I was delighted with my 7kg pack. It was one of the lighter packs of the 200 plus field. A lighter pack is less impact on your feet. I didn’t feel any ill effects of the pack, which was very surprising, as I hadn’t had a chance to train with it. To keep my weight down I kept my diet to a mere 2,000 calories per day. This was perfect, and while I didn’t have a surplus of food, I didn’t skimp either. My diet had very few sugary things in it, as I prefer savoury food items when I am exercising. I didn’t take anything in the way of luxuries, and didn’t even have a sleeping mat to sleep on – I slept on the ground in my sleeping bag.

How many competitors finished? Were you happy with your placement?

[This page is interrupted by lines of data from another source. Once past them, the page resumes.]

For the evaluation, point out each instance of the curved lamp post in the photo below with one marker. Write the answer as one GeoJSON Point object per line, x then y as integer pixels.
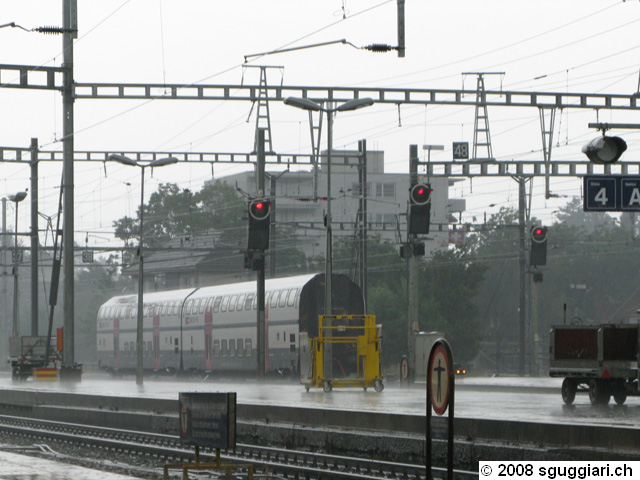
{"type": "Point", "coordinates": [16, 198]}
{"type": "Point", "coordinates": [310, 105]}
{"type": "Point", "coordinates": [161, 162]}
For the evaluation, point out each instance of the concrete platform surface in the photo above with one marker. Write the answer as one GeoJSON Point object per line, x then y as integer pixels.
{"type": "Point", "coordinates": [25, 467]}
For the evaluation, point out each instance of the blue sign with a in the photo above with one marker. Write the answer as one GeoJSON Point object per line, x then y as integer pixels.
{"type": "Point", "coordinates": [612, 193]}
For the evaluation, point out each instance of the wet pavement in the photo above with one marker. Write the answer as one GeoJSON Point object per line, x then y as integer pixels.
{"type": "Point", "coordinates": [25, 467]}
{"type": "Point", "coordinates": [523, 399]}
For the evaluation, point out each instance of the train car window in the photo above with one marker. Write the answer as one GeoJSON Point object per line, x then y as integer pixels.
{"type": "Point", "coordinates": [232, 302]}
{"type": "Point", "coordinates": [291, 298]}
{"type": "Point", "coordinates": [225, 302]}
{"type": "Point", "coordinates": [267, 297]}
{"type": "Point", "coordinates": [283, 299]}
{"type": "Point", "coordinates": [249, 301]}
{"type": "Point", "coordinates": [188, 306]}
{"type": "Point", "coordinates": [240, 302]}
{"type": "Point", "coordinates": [274, 299]}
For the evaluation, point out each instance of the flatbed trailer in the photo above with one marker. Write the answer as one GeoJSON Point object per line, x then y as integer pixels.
{"type": "Point", "coordinates": [599, 359]}
{"type": "Point", "coordinates": [29, 352]}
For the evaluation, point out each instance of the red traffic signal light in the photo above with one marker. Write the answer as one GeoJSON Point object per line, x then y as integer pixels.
{"type": "Point", "coordinates": [260, 209]}
{"type": "Point", "coordinates": [539, 246]}
{"type": "Point", "coordinates": [420, 194]}
{"type": "Point", "coordinates": [539, 234]}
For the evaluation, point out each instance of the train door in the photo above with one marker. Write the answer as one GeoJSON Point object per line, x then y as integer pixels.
{"type": "Point", "coordinates": [156, 340]}
{"type": "Point", "coordinates": [208, 327]}
{"type": "Point", "coordinates": [306, 366]}
{"type": "Point", "coordinates": [116, 343]}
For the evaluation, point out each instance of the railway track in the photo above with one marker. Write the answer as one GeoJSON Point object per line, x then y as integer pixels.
{"type": "Point", "coordinates": [151, 451]}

Around 45 competitors of 230 had to drop out, leaving 185 people who completed the event. I finished in the middle at 90th position. I wasn’t after a high placing, but I was pleasantly surprised with finishing mid-field, given my relative lack of fitness. Previously I have been a top ten finisher in four of the events, but to achieve that requires discipline. I was happy I just launched on in and did the event, irrespective of my demanding business and personal commitments. There is never a perfect time, and I decided to seize the moment.

Was there a continuous sense of camaraderie between competitors, or was it more of a feeling of individuals competing?

Meeting interesting and highly motivated people is a key reason I enjoyed this (and other) races. The field can loosely be divided into two types of competitors. Firstly, there are those who are serious athletes who do many of these races and who want to win. Secondly, there are those who are reasonably fit but don’t train too much, perhaps like me. Competitors were from all walks of life, ranging from time-poor CEO’s of big companies, to mums and dads who had saved up hard to compete in the race.

Were you happy with the equipment that you brought? Anything you would include or do differently for your next ultra-marathon, if there is one?

I was generally happy with my packing. There are several things I would change if I ever did another ultra. I wore a black shirt to run in, and this was hot. Next time I would choose a lighter colour, so it isn’t so hot and doesn’t show up the salt stains (you sweat a lot). I would get shoes one size bigger than I got, as my feet swelled and I didn’t have enough room. I took two pairs of socks, and with the dirt on the course, they became like cardboard, so I would take perhaps another two pairs. I would take an inflatable pillow, as the lack of a pillow caused a restless sleep. I would still go without my sleeping mat, even though the ground seems particularly hard on night one or two! My diet was fine and no changes there. I may have taken an iPhone for music, photography and some reading material, as I went phone-less. It was a real test to be off technology for a week. I would take zinc cream for my nose, as the sun was intense, and more wet wipes, for hygiene.

I know you said you wanted to slow it down after this, but do you think you will ever run another ultra?

Part of me says yes, and part thinks no. What really stood out to me was how much I enjoyed being in wild nature and exploring the Madagascan countryside. I also loved getting to know the other competitors. Without technology or distractions, you really have to interact with others – there is no hiding. It also felt good pushing myself and testing
my limits. It is, however, a big time investment to take yourself out of normal life and go away to do these things. I am not signing up for anything else yet, and I am focused on bedding down my existing projects before signing up for anymore physical challenges.

What lessons will you carry forward from the race to apply to your everyday life from now on? Did you learn anything new about yourself?

This was an excellent time in my life to attack a major physical challenge. I needed to hop out of “the bubble.” I reminded myself that I can push my limits, and it’s important not to over-worry about things you can’t predict. I really appreciated the support of so many friends, colleagues and family, as events like this tend to rally people around you. I reinstated to myself the need to remain positive and optimistic. I think it’s also vital not to be complacent and just accept a certain level of accomplishment and success, but at the same time not to unrelentingly or unsustainably push oneself.